Was Chiang a Fascist?

3 hours ago 1
In response to:

China’s Leader Manqué from the March 26, 2026 issue

To the Editors:

Orville Schell’s whitewashing of Chiang Kai-shek, as though he was merely a well-meaning patriot whose character flaws “were sadly amplified by chaotic circumstances largely beyond his control” [“China’s Leader Manqué,” NYR, March 26], demands a response. Lloyd Eastman is by no means the only serious historian who has accused Chiang of fascism. If Chiang himself was careful about using such language, publications sponsored by the Kuomintang party in the 1930s openly adopted the term “fascism” (for example, Qiantu 前途 and Shehui xinwen 社會新聞). As for being “a faithful ally of the countries of the anti-Hitler coalition”: this did not happen until well after the Nazi alliance with Japan. Before that, Chiang had been a great admirer and indeed benefited from cordial relations with the Nazi government. But the strongest indictment of Chiang is that, under his rule on both the Mainland and in Taiwan, there were never free and fair elections. His motto was “political tutelage” (xunzheng 訓政), a phrase self-servingly borrowed from Sun Yat-sen and based on the premise that China was not yet ready for democracy. Meaningful steps toward democratic reform were not taken until the 1990s. If Chiang was not a fascist, he was an unrepentant fascist-inspired dictator.

Paul R. Goldin
Department of East Asian Languages and Civilizations
University of Pennsylvania
Philadelphia, Pennsylvania

When I went from Harvard to Taipei as a young swain in the early 1960s to live under martial law imposed by Chiang Kai-shek, I, too, viewed him as an unreconstructed autocrat, if not an outright “fascist.” In my review, the point I wanted to make was not that he had no “fascistic” tendencies but that he was a conflicted leader, an avatar of republican democracy in principle who failed in practice largely because he was beset by a brutal Japanese occupation, a relentless Communist insurgency, and his yearning to see China unified and strong. And the glue for that strength was nationalism and Leninist-style party control, as it had been for his mentor Sun Yat-sen.

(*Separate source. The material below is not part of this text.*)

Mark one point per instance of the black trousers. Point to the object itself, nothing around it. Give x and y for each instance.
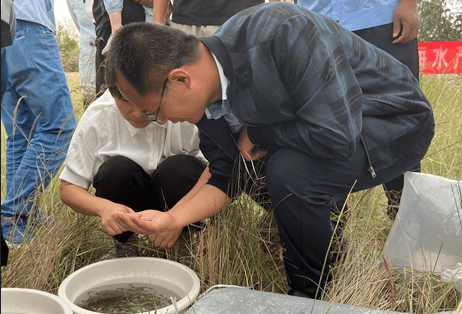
(301, 190)
(132, 12)
(122, 181)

However, as I’ve read more on Chiang and the republican period, I’ve come to see that he was not completely bereft of a moral compass like Hitler, Stalin, or Mao. Instead, he was a deeply complicated and fraught, if autocratic, leader who also possessed many “unfascistic” tendencies, such as Confucianism, Christianity, cosmopolitanism, republicanism, and even democracy. In his diaries we see a man constantly wrestling with himself, struggles that for me make him more what we might call an “ambiguous fascist.”